New bipartisan legislation introduced in the Senate in late January would create a new EPA grant program to train the next generation of water utility workers.

Sponsored by Sens. Cory Booker (D-N.J.) and Shelley Moore Capito (R-W.Va.), the Innovative Water Workforce Development Act (S. 2346) would direct EPA and the U.S. Army Corps of Engineers to establish a water utility workforce development grant program that would offer aid to public drinking water and wastewater systems that face high retiring workforce rates or that are located in areas with high unemployment. The bill directs EPA to distribute grants to geographically diverse water and wastewater systems serving both rural and urban areas that face workforce and human resources needs.  The legislation does not tie a dollar amount to the program, only authorizing the expenditure of “such sums as are necessary” to carry out the legislation.
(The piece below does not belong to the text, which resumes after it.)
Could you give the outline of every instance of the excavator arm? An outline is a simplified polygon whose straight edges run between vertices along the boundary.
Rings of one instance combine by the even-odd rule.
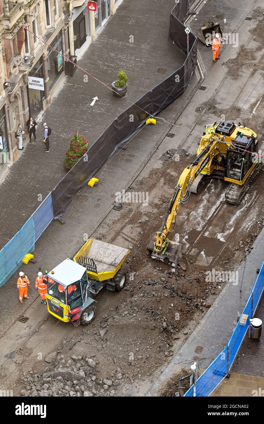
[[[191,165],[187,167],[181,174],[174,192],[170,200],[166,214],[160,230],[157,233],[156,240],[151,241],[147,249],[152,258],[160,259],[165,262],[172,264],[177,263],[180,255],[180,245],[170,241],[168,235],[175,224],[175,218],[182,203],[186,203],[191,195],[191,186],[195,179],[207,165],[213,167],[220,151],[219,145],[224,141],[222,137],[219,137],[212,132],[210,137],[203,146],[200,145],[199,153]]]

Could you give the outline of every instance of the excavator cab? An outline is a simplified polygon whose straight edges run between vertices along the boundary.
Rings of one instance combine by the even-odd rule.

The legislation would also create a new class of water system called an “intractable water system.”  The bill would define an intractable system as a community or non-community water system that serves fewer than 1,000 people and meets one of several criteria, such as its owner or operator having abandoned the system, defaulted on a financial obligation, remaining in significant noncompliance with the Safe Drinking Water Act, or being “unwilling or unable to provide safe and adequate water service” to its customers.  The bill would direct EPA to offer grants to such systems “to the maximum extent practicable.”

In response to concerns AMWA raised about the breadth of systems that could meet the definition of “intractable” and thereby receive preference for grant funding, the bill’s sponsors said the provision was intended to steer workforce assistance to small or abandoned water systems serving former coal mining communities in West Virginia.  AMWA has offered to work with the sponsors to refine the definition.

A statement from Sen. Booker said S. 2346 would support internship, apprenticeship and post-secondary bridge programs, encourage collaboration with labor unions and community colleges to provide on-the-job training, and take steps to increase awareness about opportunities for employment in the water utility sector.

The bill will be put before the Senate Environment and Public Works Committee for consideration, but as of now there is no timetable for potential action on the measure.